GIANT
The Bible gives accounts of men of extraordinary size. There was Og, king of Bashan, one of the Rephaim, whose bier was nine cubits (c. 13 feet; 4 meters) in length and four cubits (5 feet 10 inches; c. 1.8 meters) in width. (Deut. 3:11) Goliath of Gath, whom David killed, was six cubits and a span (9 feet 5.75 inches; c. 2.9 meters) in height. Indicative of Goliath’s size and strength was the weight of his armor.
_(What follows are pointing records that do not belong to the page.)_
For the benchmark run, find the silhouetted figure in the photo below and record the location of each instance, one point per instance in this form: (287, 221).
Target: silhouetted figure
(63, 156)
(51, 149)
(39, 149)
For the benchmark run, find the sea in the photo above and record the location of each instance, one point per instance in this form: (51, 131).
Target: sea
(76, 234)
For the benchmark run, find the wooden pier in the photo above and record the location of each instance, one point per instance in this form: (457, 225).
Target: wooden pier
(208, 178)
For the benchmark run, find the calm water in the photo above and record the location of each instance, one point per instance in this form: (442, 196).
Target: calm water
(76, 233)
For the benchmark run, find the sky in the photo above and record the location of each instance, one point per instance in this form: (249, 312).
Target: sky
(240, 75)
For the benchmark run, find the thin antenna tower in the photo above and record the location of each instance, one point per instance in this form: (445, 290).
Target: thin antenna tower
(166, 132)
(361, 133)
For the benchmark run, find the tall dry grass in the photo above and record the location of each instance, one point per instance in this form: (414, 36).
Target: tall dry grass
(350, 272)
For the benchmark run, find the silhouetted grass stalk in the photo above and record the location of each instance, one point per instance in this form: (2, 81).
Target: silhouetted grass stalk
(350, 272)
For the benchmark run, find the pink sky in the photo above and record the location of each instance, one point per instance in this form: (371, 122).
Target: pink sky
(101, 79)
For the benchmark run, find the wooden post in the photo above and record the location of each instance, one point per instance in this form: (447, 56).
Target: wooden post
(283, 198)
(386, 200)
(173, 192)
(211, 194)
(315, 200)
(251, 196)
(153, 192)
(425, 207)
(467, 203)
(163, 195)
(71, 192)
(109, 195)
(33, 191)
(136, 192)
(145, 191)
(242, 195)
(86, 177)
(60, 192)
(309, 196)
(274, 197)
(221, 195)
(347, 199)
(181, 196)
His copper coat of mail weighed five thousand shekels (c. 126 pounds; 57 kilograms); the iron blade of his spear weighed 600 shekels (c. 15 pounds; c. 6.8 kilograms).—1 Sam. 17:4-7.
Besides Goliath, there were other unusually large men of the Rephaim, among them being Ishbi-benob, the weight of whose spear was 300 shekels of copper (c. 7.5 pounds; c. 3.4 kilograms) (2 Sam. 21:16); Saph or Sippai (2 Sam. 21:18; 1 Chron. 20:4); Lahmi, Goliath’s brother, “the shaft of whose spear was like the beam of loom workers” (1 Chron. 20:5); and a man of extraordinary size whose fingers and toes were in sixes, totaling twenty-four.—2 Sam. 21:20.
The faithless spies reported to the Israelites that in Canaan they “saw the Nephilim, the sons of Anak, who are from the Nephilim; so that we became in our own eyes like grasshoppers, and the same way we became in their eyes.” (Num. 13:33) These men of extraordinary size, called the sons of Anak (meaning “long-necked”), were not actually Nephilim, as reported, but only unusually tall men, for the Nephilim, the offspring of angels and women (Gen. 6:4), perished in the Flood.